To create a more inviting and interesting menu, both online and in-store, try:
Boxing out – Patterns help draw in the eye, so place boxes around your most profitable dishes or limited time offers. The box makes the item look important and can help draw the eye in while scanning.
Sectioning – No one wants to look at a messy menu with dishes all over the place. Group like things together (appetizers, entrees, drinks), or go one step further and break these sections down even more (each protein gets its own section). Boxes can help make sectioning more impactful.
Photos – You might think slapping pictures of your delicious food all over your menu would be a great idea, but photos are best used in moderation. If you’re going to use photos of your food, spend a few dollars and have a professional photographer come in and take them for you. Lower quality photos look bad to begin with and look even worse when thrown online or printed onto a paper menu.

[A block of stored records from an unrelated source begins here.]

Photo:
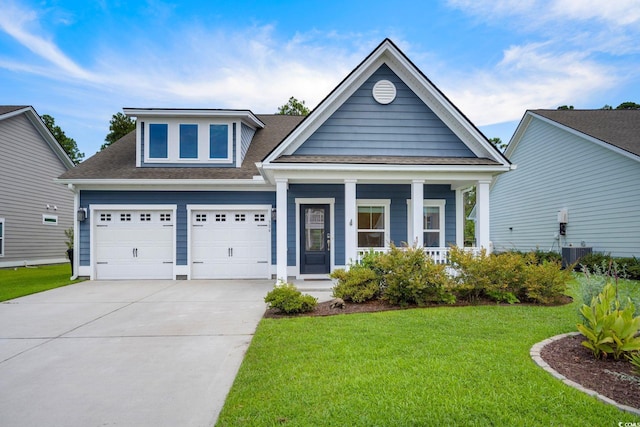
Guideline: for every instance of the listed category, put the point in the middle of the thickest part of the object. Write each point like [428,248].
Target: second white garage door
[134,244]
[230,244]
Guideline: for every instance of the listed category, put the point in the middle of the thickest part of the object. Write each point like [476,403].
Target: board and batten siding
[28,167]
[560,170]
[405,127]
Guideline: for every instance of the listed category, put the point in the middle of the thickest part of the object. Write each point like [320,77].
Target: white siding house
[584,164]
[34,210]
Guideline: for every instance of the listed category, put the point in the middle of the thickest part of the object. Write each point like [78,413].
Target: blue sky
[83,61]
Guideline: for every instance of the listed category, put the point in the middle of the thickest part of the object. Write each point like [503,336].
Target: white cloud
[528,77]
[15,21]
[618,12]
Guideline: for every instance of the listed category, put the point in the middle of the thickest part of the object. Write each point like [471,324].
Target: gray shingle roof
[386,160]
[4,109]
[620,128]
[118,161]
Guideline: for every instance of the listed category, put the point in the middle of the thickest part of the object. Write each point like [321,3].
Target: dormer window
[188,141]
[218,146]
[193,137]
[158,141]
[197,141]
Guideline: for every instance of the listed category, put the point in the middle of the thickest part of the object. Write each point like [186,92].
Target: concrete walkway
[143,353]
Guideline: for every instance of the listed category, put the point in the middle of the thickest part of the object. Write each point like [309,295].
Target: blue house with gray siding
[579,168]
[211,194]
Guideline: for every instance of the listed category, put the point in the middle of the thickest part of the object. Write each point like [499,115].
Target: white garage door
[230,244]
[134,244]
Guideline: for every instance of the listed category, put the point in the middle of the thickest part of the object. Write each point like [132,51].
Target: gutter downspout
[76,238]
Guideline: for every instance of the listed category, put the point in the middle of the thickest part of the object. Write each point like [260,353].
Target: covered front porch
[334,224]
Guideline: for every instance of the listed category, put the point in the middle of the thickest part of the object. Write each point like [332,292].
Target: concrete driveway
[143,353]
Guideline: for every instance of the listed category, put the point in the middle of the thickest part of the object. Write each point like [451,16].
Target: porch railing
[438,255]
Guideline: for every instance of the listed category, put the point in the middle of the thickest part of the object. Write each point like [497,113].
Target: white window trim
[48,219]
[2,238]
[173,141]
[440,203]
[384,203]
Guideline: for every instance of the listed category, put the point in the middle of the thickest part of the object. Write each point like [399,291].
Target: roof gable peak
[387,53]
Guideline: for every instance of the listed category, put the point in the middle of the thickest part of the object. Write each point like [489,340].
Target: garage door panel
[134,244]
[230,244]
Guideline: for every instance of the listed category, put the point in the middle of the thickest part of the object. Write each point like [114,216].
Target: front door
[315,240]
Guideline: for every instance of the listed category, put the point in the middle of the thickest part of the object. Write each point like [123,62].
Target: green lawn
[22,281]
[439,366]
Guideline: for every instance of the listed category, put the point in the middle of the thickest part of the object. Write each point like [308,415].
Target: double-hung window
[218,141]
[1,237]
[188,141]
[158,141]
[373,223]
[433,213]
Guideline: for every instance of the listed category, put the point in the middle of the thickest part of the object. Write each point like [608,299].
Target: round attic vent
[384,92]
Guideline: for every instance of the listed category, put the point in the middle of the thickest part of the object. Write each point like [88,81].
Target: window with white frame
[432,223]
[1,237]
[196,140]
[158,141]
[373,223]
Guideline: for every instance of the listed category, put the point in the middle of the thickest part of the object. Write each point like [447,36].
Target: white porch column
[460,219]
[482,215]
[350,221]
[282,186]
[417,208]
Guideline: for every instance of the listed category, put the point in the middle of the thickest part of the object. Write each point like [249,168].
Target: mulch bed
[612,378]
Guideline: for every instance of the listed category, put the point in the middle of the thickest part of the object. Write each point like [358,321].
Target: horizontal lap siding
[405,127]
[28,167]
[557,170]
[179,198]
[246,137]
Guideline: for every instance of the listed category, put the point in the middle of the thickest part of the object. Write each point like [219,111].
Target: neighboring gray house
[580,167]
[34,210]
[206,193]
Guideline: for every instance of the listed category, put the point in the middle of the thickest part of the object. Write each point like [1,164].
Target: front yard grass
[419,367]
[23,281]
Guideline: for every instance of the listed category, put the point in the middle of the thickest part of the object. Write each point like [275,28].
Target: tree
[498,143]
[68,144]
[119,126]
[294,108]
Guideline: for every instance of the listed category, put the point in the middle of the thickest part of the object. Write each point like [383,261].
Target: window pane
[432,239]
[377,218]
[370,239]
[431,218]
[188,141]
[218,141]
[158,141]
[364,218]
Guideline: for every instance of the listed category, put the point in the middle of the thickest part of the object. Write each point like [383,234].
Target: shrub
[358,284]
[411,277]
[288,299]
[550,256]
[508,277]
[545,283]
[609,329]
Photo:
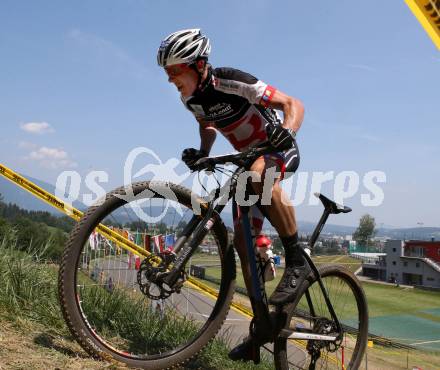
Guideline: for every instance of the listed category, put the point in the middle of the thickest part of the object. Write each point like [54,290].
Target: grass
[29,309]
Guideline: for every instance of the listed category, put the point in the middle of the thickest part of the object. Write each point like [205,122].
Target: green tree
[365,231]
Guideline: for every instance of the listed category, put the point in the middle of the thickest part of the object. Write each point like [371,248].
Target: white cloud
[27,145]
[36,127]
[51,158]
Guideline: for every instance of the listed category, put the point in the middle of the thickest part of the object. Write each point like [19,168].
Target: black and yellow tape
[427,13]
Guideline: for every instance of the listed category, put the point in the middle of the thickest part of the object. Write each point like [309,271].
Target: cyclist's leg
[280,213]
[248,350]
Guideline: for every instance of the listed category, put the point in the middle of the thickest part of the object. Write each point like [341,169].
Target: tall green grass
[28,288]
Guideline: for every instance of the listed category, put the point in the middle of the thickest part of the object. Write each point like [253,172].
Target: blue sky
[366,72]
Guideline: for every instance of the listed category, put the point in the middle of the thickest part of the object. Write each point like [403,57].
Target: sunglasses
[176,70]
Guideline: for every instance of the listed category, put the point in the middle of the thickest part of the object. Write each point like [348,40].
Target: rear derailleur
[152,272]
[324,326]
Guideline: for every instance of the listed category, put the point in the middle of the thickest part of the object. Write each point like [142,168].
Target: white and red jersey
[236,104]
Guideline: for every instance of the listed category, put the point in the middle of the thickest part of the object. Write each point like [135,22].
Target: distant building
[412,263]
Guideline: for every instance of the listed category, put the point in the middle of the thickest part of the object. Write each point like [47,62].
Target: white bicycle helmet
[185,46]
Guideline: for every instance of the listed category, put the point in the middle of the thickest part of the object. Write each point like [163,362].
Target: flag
[157,244]
[138,238]
[93,240]
[147,243]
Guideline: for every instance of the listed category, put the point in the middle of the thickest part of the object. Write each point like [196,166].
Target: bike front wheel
[100,291]
[311,315]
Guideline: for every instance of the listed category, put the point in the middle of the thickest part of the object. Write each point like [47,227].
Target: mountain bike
[154,314]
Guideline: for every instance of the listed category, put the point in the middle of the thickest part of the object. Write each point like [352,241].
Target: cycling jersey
[236,104]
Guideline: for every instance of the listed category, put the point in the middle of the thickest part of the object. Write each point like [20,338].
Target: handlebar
[239,159]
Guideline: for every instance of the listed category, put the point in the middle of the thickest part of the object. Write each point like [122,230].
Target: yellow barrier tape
[68,209]
[427,13]
[102,229]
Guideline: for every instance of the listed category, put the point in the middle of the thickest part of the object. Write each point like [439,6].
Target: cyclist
[242,108]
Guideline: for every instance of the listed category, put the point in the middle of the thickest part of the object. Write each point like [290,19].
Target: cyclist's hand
[280,138]
[190,156]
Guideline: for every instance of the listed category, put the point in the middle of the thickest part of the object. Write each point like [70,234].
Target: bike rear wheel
[99,291]
[350,305]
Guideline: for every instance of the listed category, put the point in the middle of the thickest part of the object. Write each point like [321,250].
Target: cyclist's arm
[207,135]
[292,108]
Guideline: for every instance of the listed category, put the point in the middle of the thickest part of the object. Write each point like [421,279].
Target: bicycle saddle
[331,205]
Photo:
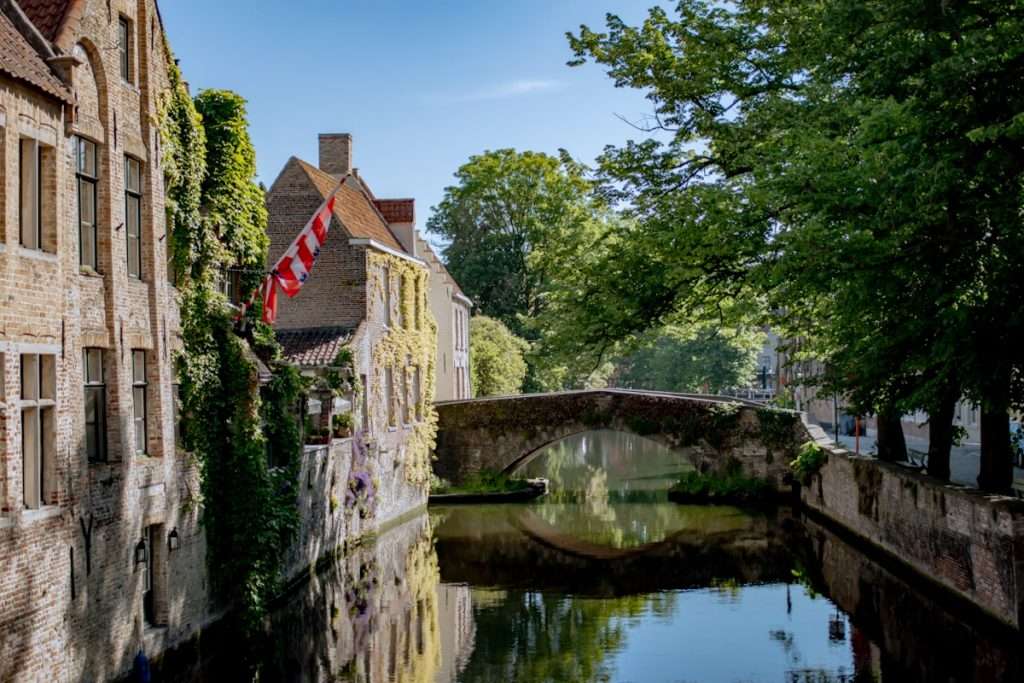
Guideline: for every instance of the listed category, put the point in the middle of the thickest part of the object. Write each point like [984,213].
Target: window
[95,404]
[176,414]
[417,393]
[38,427]
[366,404]
[389,395]
[406,416]
[230,285]
[133,215]
[125,47]
[418,310]
[138,387]
[387,296]
[31,193]
[87,176]
[156,545]
[402,323]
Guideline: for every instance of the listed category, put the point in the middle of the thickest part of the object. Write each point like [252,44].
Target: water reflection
[546,593]
[606,486]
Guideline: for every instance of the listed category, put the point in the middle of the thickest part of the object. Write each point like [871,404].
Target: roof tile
[313,346]
[46,14]
[353,209]
[20,60]
[397,211]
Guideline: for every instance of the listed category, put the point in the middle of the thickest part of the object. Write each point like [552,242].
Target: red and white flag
[293,268]
[269,296]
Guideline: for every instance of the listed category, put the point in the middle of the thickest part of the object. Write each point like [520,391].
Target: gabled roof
[353,207]
[46,14]
[396,211]
[435,261]
[22,61]
[312,346]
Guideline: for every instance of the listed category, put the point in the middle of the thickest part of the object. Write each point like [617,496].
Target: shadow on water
[606,581]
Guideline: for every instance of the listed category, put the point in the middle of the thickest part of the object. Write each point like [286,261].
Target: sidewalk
[965,461]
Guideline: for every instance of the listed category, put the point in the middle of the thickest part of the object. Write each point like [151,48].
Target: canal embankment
[966,541]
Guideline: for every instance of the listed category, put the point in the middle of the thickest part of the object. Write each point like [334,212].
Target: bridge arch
[504,433]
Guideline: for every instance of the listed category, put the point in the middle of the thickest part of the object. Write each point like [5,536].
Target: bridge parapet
[505,433]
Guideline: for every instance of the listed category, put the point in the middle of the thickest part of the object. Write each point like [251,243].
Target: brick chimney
[336,154]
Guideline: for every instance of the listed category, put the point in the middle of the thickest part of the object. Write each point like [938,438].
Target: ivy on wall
[217,220]
[415,337]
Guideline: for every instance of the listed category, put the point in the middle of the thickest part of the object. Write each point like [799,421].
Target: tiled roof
[46,14]
[353,208]
[397,211]
[312,346]
[18,59]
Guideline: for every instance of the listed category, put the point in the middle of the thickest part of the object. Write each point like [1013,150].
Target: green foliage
[731,486]
[808,462]
[848,170]
[184,165]
[776,428]
[497,365]
[232,203]
[705,359]
[508,211]
[484,481]
[216,220]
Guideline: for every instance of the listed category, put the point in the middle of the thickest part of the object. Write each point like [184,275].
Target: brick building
[452,308]
[371,291]
[98,526]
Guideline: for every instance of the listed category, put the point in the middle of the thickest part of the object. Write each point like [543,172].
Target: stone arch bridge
[504,433]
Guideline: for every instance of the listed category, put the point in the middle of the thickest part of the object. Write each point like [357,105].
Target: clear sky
[422,85]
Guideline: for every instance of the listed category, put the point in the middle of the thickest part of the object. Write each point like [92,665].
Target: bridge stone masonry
[505,433]
[966,543]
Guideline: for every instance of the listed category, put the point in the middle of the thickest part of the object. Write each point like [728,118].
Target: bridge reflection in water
[606,581]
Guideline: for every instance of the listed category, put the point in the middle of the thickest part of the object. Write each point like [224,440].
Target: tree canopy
[497,365]
[853,170]
[510,216]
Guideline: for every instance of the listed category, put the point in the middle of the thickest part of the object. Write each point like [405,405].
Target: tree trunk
[996,459]
[892,445]
[940,436]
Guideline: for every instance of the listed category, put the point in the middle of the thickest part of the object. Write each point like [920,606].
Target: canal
[605,580]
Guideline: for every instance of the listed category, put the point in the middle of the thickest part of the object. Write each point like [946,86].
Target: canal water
[605,580]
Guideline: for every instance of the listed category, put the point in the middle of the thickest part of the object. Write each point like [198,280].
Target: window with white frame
[87,176]
[125,49]
[133,215]
[387,296]
[95,404]
[38,428]
[138,399]
[35,162]
[418,300]
[389,395]
[406,414]
[417,389]
[402,323]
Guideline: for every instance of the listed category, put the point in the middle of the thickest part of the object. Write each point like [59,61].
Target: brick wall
[506,432]
[970,543]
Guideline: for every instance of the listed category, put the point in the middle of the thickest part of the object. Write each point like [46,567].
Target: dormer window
[125,48]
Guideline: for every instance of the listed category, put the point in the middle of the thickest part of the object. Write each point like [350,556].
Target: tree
[701,360]
[509,214]
[853,168]
[497,365]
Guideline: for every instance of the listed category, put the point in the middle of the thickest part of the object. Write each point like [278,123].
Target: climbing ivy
[415,338]
[217,220]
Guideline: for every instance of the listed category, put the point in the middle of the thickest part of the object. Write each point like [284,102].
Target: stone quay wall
[969,542]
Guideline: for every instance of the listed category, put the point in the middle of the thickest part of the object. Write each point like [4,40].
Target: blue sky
[421,85]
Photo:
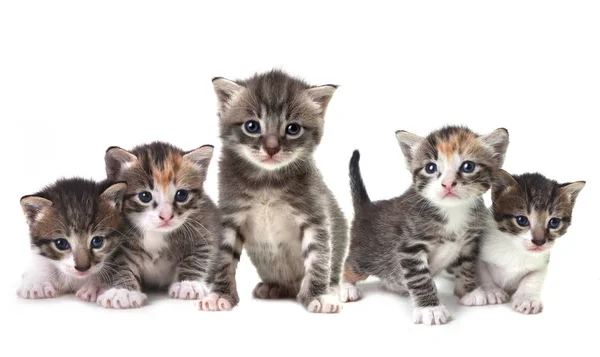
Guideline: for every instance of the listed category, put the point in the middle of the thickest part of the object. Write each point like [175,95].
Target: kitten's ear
[501,181]
[114,194]
[115,158]
[227,91]
[200,158]
[408,144]
[572,189]
[33,207]
[321,95]
[498,141]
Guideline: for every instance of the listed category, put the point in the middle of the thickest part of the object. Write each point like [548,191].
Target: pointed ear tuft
[33,207]
[114,195]
[572,189]
[321,95]
[227,91]
[408,144]
[498,141]
[116,159]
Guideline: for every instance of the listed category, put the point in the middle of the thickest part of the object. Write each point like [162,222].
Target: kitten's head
[76,223]
[532,208]
[453,165]
[164,183]
[271,120]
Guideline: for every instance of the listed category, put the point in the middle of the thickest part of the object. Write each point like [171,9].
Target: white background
[77,77]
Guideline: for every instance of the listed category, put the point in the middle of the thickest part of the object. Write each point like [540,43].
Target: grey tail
[357,186]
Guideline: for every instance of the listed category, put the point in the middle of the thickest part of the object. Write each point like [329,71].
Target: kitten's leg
[487,293]
[420,285]
[190,280]
[315,293]
[222,276]
[527,297]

It’s also important to make sure the photos you show your guests look the same as the food coming out of the kitchen. Presentation matters. We’ve all seen ads on TV or online of beautiful burgers and piping hot sandwiches only to be met with a meal that looks like it’s been crushed by a truck tire. It’s not appealing. And NEVER use stock photos to represent your food.
Illustration and Graphic Design – If you don’t want to use photos, that’s totally fine. Illustrations can add a pop of color and draw attention to your bar or food menu design while tying directly into your restaurant’s theme.
Using Colors... And Colorful Words
Colors – Not to get cerebral, but there is a lot of science behind the psychology of color and why certain colors invoke different feelings. Restaurants have been basing their entire personalities on colors for decades, which is why when you drive down any fast-food restaurant row you’re met with a sea of red logos; red helps speed up blood flow, which, in turn, makes you feel hungry.
As with everything, use color in moderation. If there are too many colors on the page or if everything is the same color, it can dull the effects of using color psychology and confuse customers.
Text -Text fonts and sizing are also important design elements that can give a menu extra flair, both online and when printed. An easy way to use fonts is to use the largest fonts for your most popular items and menu sections, then use a smaller font for the menu item name, and an even smaller font for the item description.
It’s ok to use fonts with a little more flourish as well. If your restaurant has a font theme that works for the logo, use it as a header. Splash it around on the page to give the menu a little life, but don’t overuse it, especially if it’s harder to read in smaller sizes.
Some text doesn’t need to be included. Dollar signs can cause people to think about the price of a dish, so avoid using them. If you can, include the price at the end of the description, so customers still know how much things cost, but can’t easily scan prices. If a price ends in something other than “.00,” try writing the price as 10.5.
There are even laws on the books dictating menu language. If a menu item features grilled chicken, it can’t be microwaved chicken with dark lines painted on it. If something is described as “fresh,” there are rules dictating that it can’t come from a can, be frozen, or be anything but fresh. Weights and totals fall under simple rules.
Menu Design is an Art
In reality, we’ve only scratched the surface of creating the best restaurant menu design possible. It’s an ongoing and iterative process for every restaurant concept and should be updated periodically for accuracy and freshness.
Your menu is your creative space, but it’s got to be easy to read, easy to understand, and easy to make decisions. Like Gallup said, your customers only give you about 109 seconds of their time. Make them count.